第5話 決着
それからというもの、戦いはそれまでの焼き増しかと思うくらい変わらなかった。ただ、まったく変化がない訳ではない。狼が攻撃し、俺が躱す。俺が隙見て攻撃し、狼が反撃する。この流れは変わらない。変わったのは頻度だ。明らかに先程より俺が攻撃する回数が減っている。確実に追い詰められている。
右足による振り下ろしが迫る。先程までならギリギリで回避し攻撃を加えた所だが、大きく回避しそこから更に距離を取る。右足が振り下ろされると共に、右足から針毛が放たれる。距離があったため回避できたが、ギリギリで躱していたら回避する余裕なんてない。

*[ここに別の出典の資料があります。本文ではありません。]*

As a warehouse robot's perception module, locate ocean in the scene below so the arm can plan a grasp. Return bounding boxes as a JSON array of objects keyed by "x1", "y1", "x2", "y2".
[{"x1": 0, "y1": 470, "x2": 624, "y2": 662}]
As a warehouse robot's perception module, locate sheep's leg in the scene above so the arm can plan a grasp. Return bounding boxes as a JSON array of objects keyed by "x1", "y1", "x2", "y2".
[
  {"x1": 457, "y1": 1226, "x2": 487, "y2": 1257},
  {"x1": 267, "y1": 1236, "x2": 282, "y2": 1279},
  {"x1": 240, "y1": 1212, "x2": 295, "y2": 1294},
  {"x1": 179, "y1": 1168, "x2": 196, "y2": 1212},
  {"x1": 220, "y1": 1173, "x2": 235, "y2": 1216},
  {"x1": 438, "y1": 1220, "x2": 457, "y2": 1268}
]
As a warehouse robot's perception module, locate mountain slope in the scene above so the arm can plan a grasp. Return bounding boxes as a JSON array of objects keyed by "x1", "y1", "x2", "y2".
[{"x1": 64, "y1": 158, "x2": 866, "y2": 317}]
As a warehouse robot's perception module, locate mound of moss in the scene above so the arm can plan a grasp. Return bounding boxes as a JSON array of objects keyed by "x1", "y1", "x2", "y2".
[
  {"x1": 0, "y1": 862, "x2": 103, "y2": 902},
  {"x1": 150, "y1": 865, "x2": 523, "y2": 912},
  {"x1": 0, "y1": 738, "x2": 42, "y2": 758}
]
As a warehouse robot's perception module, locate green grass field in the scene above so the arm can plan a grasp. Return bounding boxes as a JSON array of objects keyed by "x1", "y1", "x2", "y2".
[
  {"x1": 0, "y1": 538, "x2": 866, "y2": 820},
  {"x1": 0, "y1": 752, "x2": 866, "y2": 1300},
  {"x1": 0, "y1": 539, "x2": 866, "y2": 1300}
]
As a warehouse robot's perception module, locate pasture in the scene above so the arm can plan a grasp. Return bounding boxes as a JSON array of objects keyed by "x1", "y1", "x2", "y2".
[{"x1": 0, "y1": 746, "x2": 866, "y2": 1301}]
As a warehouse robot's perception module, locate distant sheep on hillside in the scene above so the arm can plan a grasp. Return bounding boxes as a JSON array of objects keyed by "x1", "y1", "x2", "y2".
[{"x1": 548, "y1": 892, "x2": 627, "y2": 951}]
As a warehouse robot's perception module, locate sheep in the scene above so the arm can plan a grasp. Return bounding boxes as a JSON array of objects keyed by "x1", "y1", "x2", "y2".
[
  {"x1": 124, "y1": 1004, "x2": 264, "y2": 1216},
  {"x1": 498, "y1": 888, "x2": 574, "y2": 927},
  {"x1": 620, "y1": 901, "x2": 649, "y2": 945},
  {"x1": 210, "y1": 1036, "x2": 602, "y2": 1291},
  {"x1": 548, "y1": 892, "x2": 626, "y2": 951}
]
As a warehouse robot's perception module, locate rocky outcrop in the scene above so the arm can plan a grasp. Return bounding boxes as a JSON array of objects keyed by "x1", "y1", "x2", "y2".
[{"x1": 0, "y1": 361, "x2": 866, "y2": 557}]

どの攻撃でも針毛による追撃があるため、攻撃している隙がなくなってしまった。しかし、隙が全くない訳ではない。狼が狼は毛を放つようになったが、無限に放てるわけではない。有限である以上、補充が必要になる。狼は何から補充するか。それは天井からだ。毛がなくなったら狼は部屋の中央に陣取る。そのタイミングで天井から白い何かが下りてきて狼に吸収される。その直後、狼の全身から毛が再び生えてくるという訳だ。その時間は、狼は攻撃してこない。ただ、その隙を補うようにマネキンが妨害を加えてくる。奴の攻撃に巻き込まれるのを嫌ってか、壁側に退避していたマネキンがだ。何とかマネキンの妨害をかいくぐれば、絶好のチャンスにはなる。だが、マネキンの妨害を抜け出すころには既に補充を終えている。攻撃に移るには時間が圧倒的に足りない。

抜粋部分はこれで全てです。